Он шел как на деревянных ногах, вместо пальцев в сапогах было что-то бесчувственное, распухшее. А Сашины валенки мягко похрустывали рядом, и месяц светил, и снег блистал. Все это было…
Подошел Старых, сел к нему на кровать:
– Ноги не поморозил?
– Нет, немного только.
– Его благодари, – Старых указал на Атраковского. – В любой мороз иди и валенок не надо.
Он рукавом байкового халата утер вспотевшее от самогонки лицо:
– Молодые, учить вас… Запоминай, покуда я живой!
А Третьякову с тем, что было у него сейчас на душе, как богатому, казалось, каждый из них чем-то обделен.
Шлепая тапочками, пришаркал Ройзман, сел к нему на кровать:
– Так вы, Третьяков, в училище были в первой батарее? Знаете, мне кажется, я вас помню.
Ройзман теперь всю свою жизнь заново проходил по памяти и то, что зрячим не замечал, хотел задним числом увидать. Только вряд ли он помнил Третьякова: среди курсантов ничем особенным он не отличался. А в памяти крепче всего застревают те, с кем что-нибудь смешное случалось. Был, например, у них во взводе курсант Шалобасов, тот с первого построения запомнился. Вышел от батареи с ответной речью, голос – будто каждым словом врага разит. И сказал так: «Мы прибыли сюда хватать верхушки артиллерийской науки…»
Этого уже никто не забыл. Только трудно давались ему «верхушки артиллерийской науки». В сорок первом году, когда брали Калинин и ворвались наши танки с десантом автоматчиков, был в том десанте и Шалобасов, в валенках сидел на броне.
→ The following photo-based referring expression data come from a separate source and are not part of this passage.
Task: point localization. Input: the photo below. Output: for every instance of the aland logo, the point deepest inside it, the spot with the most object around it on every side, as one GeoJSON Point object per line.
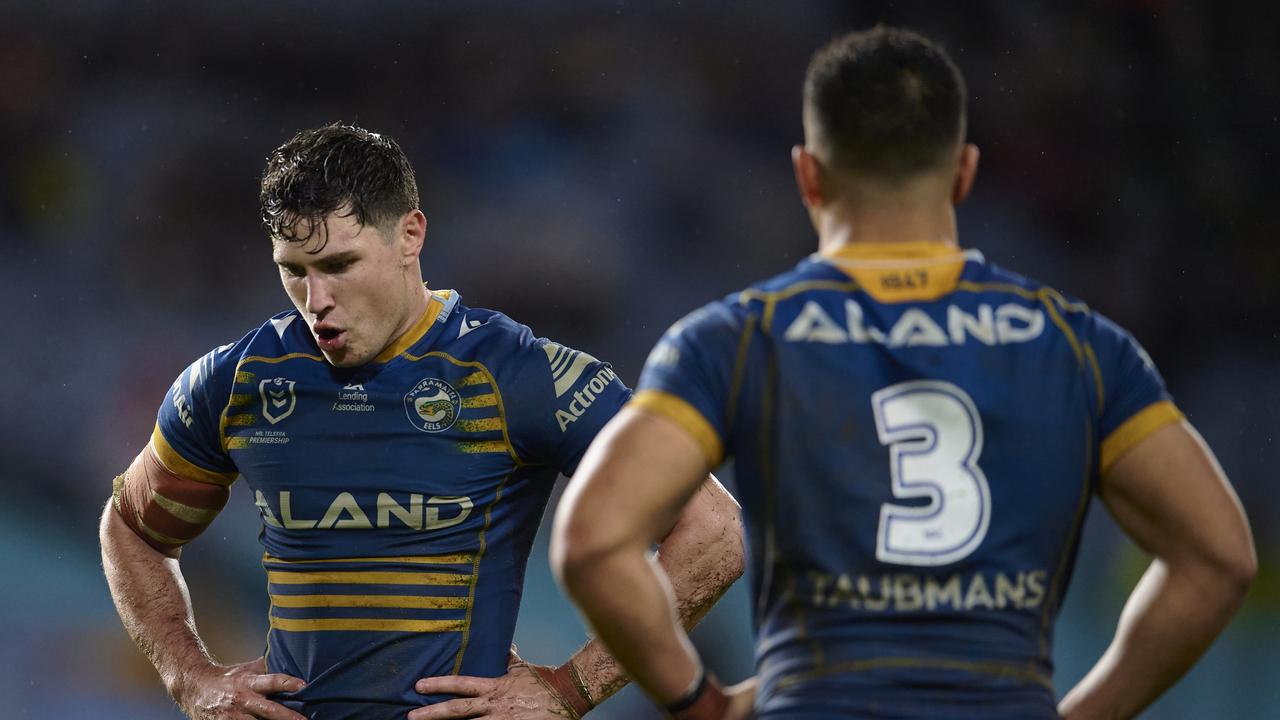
{"type": "Point", "coordinates": [433, 405]}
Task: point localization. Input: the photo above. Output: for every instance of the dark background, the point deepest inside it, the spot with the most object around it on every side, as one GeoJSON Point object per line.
{"type": "Point", "coordinates": [595, 169]}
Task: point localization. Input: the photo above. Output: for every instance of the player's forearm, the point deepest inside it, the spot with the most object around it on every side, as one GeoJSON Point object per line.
{"type": "Point", "coordinates": [151, 597]}
{"type": "Point", "coordinates": [702, 556]}
{"type": "Point", "coordinates": [629, 604]}
{"type": "Point", "coordinates": [1171, 618]}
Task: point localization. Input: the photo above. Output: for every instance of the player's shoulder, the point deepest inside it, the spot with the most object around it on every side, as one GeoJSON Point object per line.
{"type": "Point", "coordinates": [1091, 326]}
{"type": "Point", "coordinates": [506, 346]}
{"type": "Point", "coordinates": [992, 279]}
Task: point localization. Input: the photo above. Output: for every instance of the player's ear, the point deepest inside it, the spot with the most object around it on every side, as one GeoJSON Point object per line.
{"type": "Point", "coordinates": [410, 235]}
{"type": "Point", "coordinates": [808, 176]}
{"type": "Point", "coordinates": [967, 169]}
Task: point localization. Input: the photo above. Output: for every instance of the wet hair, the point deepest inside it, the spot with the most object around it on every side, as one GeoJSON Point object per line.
{"type": "Point", "coordinates": [886, 103]}
{"type": "Point", "coordinates": [336, 168]}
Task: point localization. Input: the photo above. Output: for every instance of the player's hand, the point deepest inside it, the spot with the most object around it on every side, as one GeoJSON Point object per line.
{"type": "Point", "coordinates": [236, 692]}
{"type": "Point", "coordinates": [741, 700]}
{"type": "Point", "coordinates": [519, 695]}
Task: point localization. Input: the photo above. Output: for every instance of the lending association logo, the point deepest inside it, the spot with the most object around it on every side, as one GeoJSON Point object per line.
{"type": "Point", "coordinates": [278, 399]}
{"type": "Point", "coordinates": [433, 405]}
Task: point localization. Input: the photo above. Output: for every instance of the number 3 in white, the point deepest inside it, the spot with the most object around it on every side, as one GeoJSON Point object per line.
{"type": "Point", "coordinates": [935, 437]}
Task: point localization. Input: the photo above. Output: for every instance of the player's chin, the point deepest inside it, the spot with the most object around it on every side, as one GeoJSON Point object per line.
{"type": "Point", "coordinates": [343, 358]}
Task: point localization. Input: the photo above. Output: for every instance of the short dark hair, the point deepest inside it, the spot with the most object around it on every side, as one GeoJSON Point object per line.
{"type": "Point", "coordinates": [886, 103]}
{"type": "Point", "coordinates": [334, 168]}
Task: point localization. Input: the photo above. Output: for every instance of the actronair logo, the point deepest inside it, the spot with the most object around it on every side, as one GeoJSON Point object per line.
{"type": "Point", "coordinates": [584, 397]}
{"type": "Point", "coordinates": [567, 365]}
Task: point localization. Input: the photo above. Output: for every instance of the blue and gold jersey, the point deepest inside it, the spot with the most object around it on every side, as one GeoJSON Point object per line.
{"type": "Point", "coordinates": [400, 500]}
{"type": "Point", "coordinates": [915, 437]}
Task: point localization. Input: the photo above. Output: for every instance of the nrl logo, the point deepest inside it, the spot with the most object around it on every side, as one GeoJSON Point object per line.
{"type": "Point", "coordinates": [278, 399]}
{"type": "Point", "coordinates": [433, 405]}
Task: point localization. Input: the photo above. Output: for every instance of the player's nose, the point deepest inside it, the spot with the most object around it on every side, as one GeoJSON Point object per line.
{"type": "Point", "coordinates": [319, 295]}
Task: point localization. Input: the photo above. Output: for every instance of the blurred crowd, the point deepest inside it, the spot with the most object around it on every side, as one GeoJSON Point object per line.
{"type": "Point", "coordinates": [595, 169]}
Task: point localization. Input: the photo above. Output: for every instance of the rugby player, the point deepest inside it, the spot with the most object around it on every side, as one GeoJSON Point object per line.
{"type": "Point", "coordinates": [917, 436]}
{"type": "Point", "coordinates": [401, 449]}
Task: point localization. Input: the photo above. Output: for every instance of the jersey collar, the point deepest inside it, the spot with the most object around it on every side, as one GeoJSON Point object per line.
{"type": "Point", "coordinates": [876, 253]}
{"type": "Point", "coordinates": [439, 305]}
{"type": "Point", "coordinates": [901, 272]}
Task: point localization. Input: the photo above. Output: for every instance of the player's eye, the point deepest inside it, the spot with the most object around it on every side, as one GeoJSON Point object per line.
{"type": "Point", "coordinates": [339, 267]}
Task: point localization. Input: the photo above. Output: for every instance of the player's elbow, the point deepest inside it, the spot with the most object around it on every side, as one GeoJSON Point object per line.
{"type": "Point", "coordinates": [577, 546]}
{"type": "Point", "coordinates": [1229, 568]}
{"type": "Point", "coordinates": [1239, 570]}
{"type": "Point", "coordinates": [722, 547]}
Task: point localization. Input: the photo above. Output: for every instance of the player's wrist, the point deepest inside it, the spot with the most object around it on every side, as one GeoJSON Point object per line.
{"type": "Point", "coordinates": [705, 700]}
{"type": "Point", "coordinates": [567, 684]}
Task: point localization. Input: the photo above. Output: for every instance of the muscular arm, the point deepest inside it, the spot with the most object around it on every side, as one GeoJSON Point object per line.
{"type": "Point", "coordinates": [702, 556]}
{"type": "Point", "coordinates": [1171, 497]}
{"type": "Point", "coordinates": [631, 486]}
{"type": "Point", "coordinates": [151, 597]}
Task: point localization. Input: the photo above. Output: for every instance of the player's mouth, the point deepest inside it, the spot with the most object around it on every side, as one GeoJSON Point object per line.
{"type": "Point", "coordinates": [330, 340]}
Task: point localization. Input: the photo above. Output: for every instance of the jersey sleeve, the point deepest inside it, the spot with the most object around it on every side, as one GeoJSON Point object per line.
{"type": "Point", "coordinates": [689, 376]}
{"type": "Point", "coordinates": [187, 438]}
{"type": "Point", "coordinates": [561, 400]}
{"type": "Point", "coordinates": [1134, 399]}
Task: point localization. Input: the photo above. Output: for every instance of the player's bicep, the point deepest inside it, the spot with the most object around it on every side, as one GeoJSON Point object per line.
{"type": "Point", "coordinates": [163, 507]}
{"type": "Point", "coordinates": [1170, 496]}
{"type": "Point", "coordinates": [635, 479]}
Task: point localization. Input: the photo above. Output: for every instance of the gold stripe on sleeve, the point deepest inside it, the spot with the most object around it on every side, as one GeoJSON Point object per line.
{"type": "Point", "coordinates": [457, 559]}
{"type": "Point", "coordinates": [679, 410]}
{"type": "Point", "coordinates": [184, 513]}
{"type": "Point", "coordinates": [1136, 428]}
{"type": "Point", "coordinates": [183, 468]}
{"type": "Point", "coordinates": [364, 578]}
{"type": "Point", "coordinates": [366, 624]}
{"type": "Point", "coordinates": [394, 601]}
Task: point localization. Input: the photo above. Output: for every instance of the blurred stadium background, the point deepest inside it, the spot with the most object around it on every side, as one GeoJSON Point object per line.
{"type": "Point", "coordinates": [595, 169]}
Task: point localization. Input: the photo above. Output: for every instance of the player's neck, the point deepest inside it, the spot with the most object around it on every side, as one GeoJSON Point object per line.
{"type": "Point", "coordinates": [845, 227]}
{"type": "Point", "coordinates": [419, 302]}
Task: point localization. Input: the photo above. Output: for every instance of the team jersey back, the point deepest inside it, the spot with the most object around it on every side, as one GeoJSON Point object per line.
{"type": "Point", "coordinates": [915, 440]}
{"type": "Point", "coordinates": [398, 500]}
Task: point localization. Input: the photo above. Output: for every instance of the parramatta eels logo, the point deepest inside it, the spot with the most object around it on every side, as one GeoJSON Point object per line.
{"type": "Point", "coordinates": [433, 405]}
{"type": "Point", "coordinates": [278, 399]}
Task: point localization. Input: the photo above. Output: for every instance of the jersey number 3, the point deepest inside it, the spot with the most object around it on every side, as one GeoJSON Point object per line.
{"type": "Point", "coordinates": [935, 437]}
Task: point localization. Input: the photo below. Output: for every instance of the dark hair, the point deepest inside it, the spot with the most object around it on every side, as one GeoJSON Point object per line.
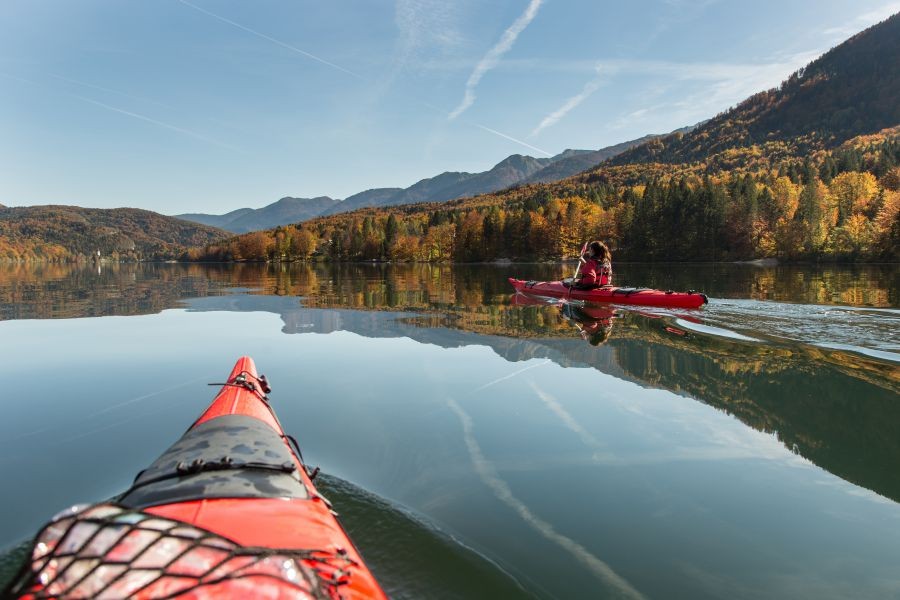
{"type": "Point", "coordinates": [600, 251]}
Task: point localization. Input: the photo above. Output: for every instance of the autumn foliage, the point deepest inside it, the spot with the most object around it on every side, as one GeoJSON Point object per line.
{"type": "Point", "coordinates": [838, 204]}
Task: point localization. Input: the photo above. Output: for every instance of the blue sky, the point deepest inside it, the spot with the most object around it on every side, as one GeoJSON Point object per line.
{"type": "Point", "coordinates": [211, 105]}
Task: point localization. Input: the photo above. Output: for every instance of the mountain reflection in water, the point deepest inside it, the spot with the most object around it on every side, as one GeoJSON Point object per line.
{"type": "Point", "coordinates": [806, 355]}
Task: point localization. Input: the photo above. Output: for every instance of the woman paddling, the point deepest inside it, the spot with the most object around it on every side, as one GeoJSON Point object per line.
{"type": "Point", "coordinates": [597, 268]}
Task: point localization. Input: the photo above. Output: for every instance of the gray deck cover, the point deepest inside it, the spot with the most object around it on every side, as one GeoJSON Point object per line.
{"type": "Point", "coordinates": [245, 440]}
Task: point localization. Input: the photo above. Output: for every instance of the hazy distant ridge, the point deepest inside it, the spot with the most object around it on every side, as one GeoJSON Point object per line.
{"type": "Point", "coordinates": [450, 185]}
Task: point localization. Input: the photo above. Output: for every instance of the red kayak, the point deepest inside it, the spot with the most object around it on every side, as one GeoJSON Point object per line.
{"type": "Point", "coordinates": [229, 511]}
{"type": "Point", "coordinates": [612, 294]}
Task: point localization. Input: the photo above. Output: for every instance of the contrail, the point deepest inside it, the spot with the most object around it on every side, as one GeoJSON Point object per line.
{"type": "Point", "coordinates": [513, 31]}
{"type": "Point", "coordinates": [273, 40]}
{"type": "Point", "coordinates": [511, 375]}
{"type": "Point", "coordinates": [589, 88]}
{"type": "Point", "coordinates": [502, 491]}
{"type": "Point", "coordinates": [490, 60]}
{"type": "Point", "coordinates": [187, 132]}
{"type": "Point", "coordinates": [110, 90]}
{"type": "Point", "coordinates": [512, 139]}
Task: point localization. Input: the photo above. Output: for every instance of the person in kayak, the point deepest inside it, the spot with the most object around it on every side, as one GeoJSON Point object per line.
{"type": "Point", "coordinates": [596, 270]}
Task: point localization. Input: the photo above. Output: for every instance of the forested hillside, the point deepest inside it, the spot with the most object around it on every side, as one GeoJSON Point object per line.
{"type": "Point", "coordinates": [808, 171]}
{"type": "Point", "coordinates": [71, 232]}
{"type": "Point", "coordinates": [841, 204]}
{"type": "Point", "coordinates": [850, 90]}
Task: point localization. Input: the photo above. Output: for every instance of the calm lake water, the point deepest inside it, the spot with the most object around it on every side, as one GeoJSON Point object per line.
{"type": "Point", "coordinates": [481, 445]}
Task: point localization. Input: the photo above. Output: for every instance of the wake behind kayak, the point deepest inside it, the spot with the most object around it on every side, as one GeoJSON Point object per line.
{"type": "Point", "coordinates": [612, 294]}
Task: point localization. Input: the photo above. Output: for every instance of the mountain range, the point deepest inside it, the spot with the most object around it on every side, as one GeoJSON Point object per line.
{"type": "Point", "coordinates": [810, 169]}
{"type": "Point", "coordinates": [806, 171]}
{"type": "Point", "coordinates": [516, 169]}
{"type": "Point", "coordinates": [65, 232]}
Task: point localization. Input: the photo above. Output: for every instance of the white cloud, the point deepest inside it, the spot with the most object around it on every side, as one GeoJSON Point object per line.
{"type": "Point", "coordinates": [426, 28]}
{"type": "Point", "coordinates": [492, 58]}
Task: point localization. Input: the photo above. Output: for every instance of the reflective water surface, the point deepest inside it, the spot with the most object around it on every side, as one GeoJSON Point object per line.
{"type": "Point", "coordinates": [480, 444]}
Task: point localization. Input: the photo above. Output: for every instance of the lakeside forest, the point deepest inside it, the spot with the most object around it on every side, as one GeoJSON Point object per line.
{"type": "Point", "coordinates": [809, 170]}
{"type": "Point", "coordinates": [842, 204]}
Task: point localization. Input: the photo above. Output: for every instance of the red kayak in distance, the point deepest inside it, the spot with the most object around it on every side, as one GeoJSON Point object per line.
{"type": "Point", "coordinates": [228, 511]}
{"type": "Point", "coordinates": [612, 294]}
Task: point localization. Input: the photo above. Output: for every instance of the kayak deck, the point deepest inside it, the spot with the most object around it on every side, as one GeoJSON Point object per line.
{"type": "Point", "coordinates": [229, 510]}
{"type": "Point", "coordinates": [612, 294]}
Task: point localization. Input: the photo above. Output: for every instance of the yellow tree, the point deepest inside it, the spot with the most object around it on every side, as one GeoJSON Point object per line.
{"type": "Point", "coordinates": [854, 193]}
{"type": "Point", "coordinates": [787, 197]}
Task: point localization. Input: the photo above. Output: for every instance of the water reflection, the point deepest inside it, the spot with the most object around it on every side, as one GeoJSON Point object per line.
{"type": "Point", "coordinates": [785, 351]}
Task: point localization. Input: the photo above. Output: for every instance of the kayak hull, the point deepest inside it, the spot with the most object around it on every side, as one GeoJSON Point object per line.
{"type": "Point", "coordinates": [233, 503]}
{"type": "Point", "coordinates": [611, 294]}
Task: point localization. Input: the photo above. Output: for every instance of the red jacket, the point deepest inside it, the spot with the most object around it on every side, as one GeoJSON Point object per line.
{"type": "Point", "coordinates": [594, 272]}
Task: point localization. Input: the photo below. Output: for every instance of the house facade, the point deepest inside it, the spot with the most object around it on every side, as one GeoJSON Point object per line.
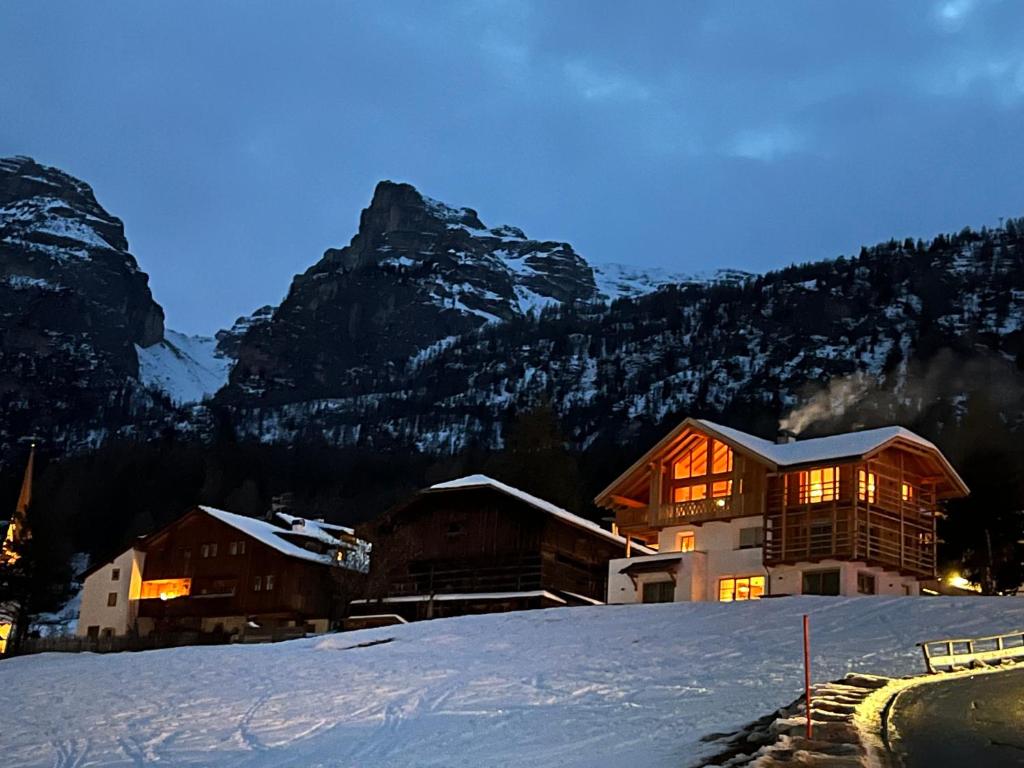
{"type": "Point", "coordinates": [736, 517]}
{"type": "Point", "coordinates": [212, 570]}
{"type": "Point", "coordinates": [478, 546]}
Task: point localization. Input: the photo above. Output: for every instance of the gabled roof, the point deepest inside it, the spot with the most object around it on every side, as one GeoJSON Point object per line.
{"type": "Point", "coordinates": [267, 534]}
{"type": "Point", "coordinates": [478, 481]}
{"type": "Point", "coordinates": [784, 456]}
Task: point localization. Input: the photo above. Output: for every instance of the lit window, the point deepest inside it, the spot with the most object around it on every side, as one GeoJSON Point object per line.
{"type": "Point", "coordinates": [819, 485]}
{"type": "Point", "coordinates": [866, 484]}
{"type": "Point", "coordinates": [685, 542]}
{"type": "Point", "coordinates": [745, 588]}
{"type": "Point", "coordinates": [165, 589]}
{"type": "Point", "coordinates": [721, 488]}
{"type": "Point", "coordinates": [691, 464]}
{"type": "Point", "coordinates": [689, 494]}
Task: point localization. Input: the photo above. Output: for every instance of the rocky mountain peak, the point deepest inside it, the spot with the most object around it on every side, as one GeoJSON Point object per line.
{"type": "Point", "coordinates": [73, 300]}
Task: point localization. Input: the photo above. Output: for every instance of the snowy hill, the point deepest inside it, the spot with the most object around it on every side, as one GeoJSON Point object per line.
{"type": "Point", "coordinates": [562, 688]}
{"type": "Point", "coordinates": [188, 369]}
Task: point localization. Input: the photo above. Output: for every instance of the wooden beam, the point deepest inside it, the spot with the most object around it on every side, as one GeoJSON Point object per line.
{"type": "Point", "coordinates": [627, 502]}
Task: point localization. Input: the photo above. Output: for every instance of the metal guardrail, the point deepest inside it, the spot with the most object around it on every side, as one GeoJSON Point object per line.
{"type": "Point", "coordinates": [946, 655]}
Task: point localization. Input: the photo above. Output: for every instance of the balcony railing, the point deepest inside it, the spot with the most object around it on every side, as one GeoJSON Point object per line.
{"type": "Point", "coordinates": [680, 513]}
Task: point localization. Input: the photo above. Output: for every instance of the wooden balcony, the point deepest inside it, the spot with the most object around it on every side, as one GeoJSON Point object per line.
{"type": "Point", "coordinates": [686, 513]}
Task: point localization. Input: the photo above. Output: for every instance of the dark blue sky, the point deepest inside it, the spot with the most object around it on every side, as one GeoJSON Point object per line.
{"type": "Point", "coordinates": [238, 140]}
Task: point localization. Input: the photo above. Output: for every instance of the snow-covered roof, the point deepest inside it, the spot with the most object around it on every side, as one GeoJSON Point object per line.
{"type": "Point", "coordinates": [456, 596]}
{"type": "Point", "coordinates": [846, 445]}
{"type": "Point", "coordinates": [476, 481]}
{"type": "Point", "coordinates": [817, 449]}
{"type": "Point", "coordinates": [267, 534]}
{"type": "Point", "coordinates": [327, 531]}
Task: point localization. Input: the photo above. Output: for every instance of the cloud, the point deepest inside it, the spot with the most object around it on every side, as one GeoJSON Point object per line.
{"type": "Point", "coordinates": [596, 84]}
{"type": "Point", "coordinates": [765, 144]}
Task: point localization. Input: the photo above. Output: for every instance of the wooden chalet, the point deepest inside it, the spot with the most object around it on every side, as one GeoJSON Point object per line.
{"type": "Point", "coordinates": [212, 570]}
{"type": "Point", "coordinates": [476, 546]}
{"type": "Point", "coordinates": [868, 498]}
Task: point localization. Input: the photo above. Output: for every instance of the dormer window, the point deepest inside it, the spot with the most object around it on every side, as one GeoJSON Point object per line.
{"type": "Point", "coordinates": [691, 480]}
{"type": "Point", "coordinates": [866, 485]}
{"type": "Point", "coordinates": [818, 485]}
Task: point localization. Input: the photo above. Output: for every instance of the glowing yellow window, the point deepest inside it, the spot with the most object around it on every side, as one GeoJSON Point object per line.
{"type": "Point", "coordinates": [721, 488]}
{"type": "Point", "coordinates": [747, 588]}
{"type": "Point", "coordinates": [685, 542]}
{"type": "Point", "coordinates": [689, 494]}
{"type": "Point", "coordinates": [721, 458]}
{"type": "Point", "coordinates": [866, 484]}
{"type": "Point", "coordinates": [691, 464]}
{"type": "Point", "coordinates": [819, 485]}
{"type": "Point", "coordinates": [165, 589]}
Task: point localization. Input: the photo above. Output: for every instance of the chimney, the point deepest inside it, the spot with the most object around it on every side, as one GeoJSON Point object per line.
{"type": "Point", "coordinates": [784, 436]}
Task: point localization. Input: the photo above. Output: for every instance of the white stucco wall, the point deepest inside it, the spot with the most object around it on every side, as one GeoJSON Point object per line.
{"type": "Point", "coordinates": [787, 580]}
{"type": "Point", "coordinates": [717, 556]}
{"type": "Point", "coordinates": [97, 587]}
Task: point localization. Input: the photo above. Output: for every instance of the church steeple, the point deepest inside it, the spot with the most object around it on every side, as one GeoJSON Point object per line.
{"type": "Point", "coordinates": [17, 528]}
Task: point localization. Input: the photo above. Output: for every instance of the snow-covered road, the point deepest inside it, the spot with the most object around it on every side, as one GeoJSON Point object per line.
{"type": "Point", "coordinates": [560, 688]}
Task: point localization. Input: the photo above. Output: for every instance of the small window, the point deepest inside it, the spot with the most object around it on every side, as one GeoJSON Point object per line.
{"type": "Point", "coordinates": [820, 583]}
{"type": "Point", "coordinates": [818, 485]}
{"type": "Point", "coordinates": [866, 485]}
{"type": "Point", "coordinates": [752, 537]}
{"type": "Point", "coordinates": [685, 542]}
{"type": "Point", "coordinates": [744, 588]}
{"type": "Point", "coordinates": [658, 592]}
{"type": "Point", "coordinates": [689, 494]}
{"type": "Point", "coordinates": [865, 584]}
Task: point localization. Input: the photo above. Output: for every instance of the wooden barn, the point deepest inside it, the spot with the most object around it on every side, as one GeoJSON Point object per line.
{"type": "Point", "coordinates": [478, 546]}
{"type": "Point", "coordinates": [212, 570]}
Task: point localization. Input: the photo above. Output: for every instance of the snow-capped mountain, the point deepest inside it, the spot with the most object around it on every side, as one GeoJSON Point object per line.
{"type": "Point", "coordinates": [424, 333]}
{"type": "Point", "coordinates": [73, 305]}
{"type": "Point", "coordinates": [417, 271]}
{"type": "Point", "coordinates": [187, 369]}
{"type": "Point", "coordinates": [628, 282]}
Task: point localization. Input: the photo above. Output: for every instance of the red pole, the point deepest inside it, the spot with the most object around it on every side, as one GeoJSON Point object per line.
{"type": "Point", "coordinates": [807, 672]}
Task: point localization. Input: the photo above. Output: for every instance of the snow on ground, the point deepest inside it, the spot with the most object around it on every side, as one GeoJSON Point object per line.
{"type": "Point", "coordinates": [188, 369]}
{"type": "Point", "coordinates": [563, 687]}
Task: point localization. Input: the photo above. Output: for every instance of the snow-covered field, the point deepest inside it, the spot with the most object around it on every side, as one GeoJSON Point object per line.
{"type": "Point", "coordinates": [596, 686]}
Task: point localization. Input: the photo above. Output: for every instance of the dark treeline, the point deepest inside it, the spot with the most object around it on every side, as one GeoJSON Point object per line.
{"type": "Point", "coordinates": [97, 503]}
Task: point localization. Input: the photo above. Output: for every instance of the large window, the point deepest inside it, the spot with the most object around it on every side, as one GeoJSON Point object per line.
{"type": "Point", "coordinates": [702, 472]}
{"type": "Point", "coordinates": [818, 485]}
{"type": "Point", "coordinates": [820, 583]}
{"type": "Point", "coordinates": [658, 592]}
{"type": "Point", "coordinates": [866, 485]}
{"type": "Point", "coordinates": [165, 589]}
{"type": "Point", "coordinates": [743, 588]}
Взрывом снаряда сбросило его с танка, ударило о мерзлую землю. В себя он пришел, но память отшибло накрепко. Иной раз ничего невозможно было ему вдолбить. И помогали ему, и помирали над ним со смеху. А разыграть его вообще ничего не стоило. Подойдут с серьезными лицами: «Слыхал, Шалобасов, вчера Белан опять азимут потерял…» Тому дурная кровь в голову, глаза выпучит и уже готов идти требовать, чтобы курсанта Белана привлекли за утерю казенного имущества. Вот Шалобасова и Ройзман не забыл, заулыбался сразу.
– А помните, у нас на уроке артиллерии одному курсанту налепили бумагу на стекла противогаза?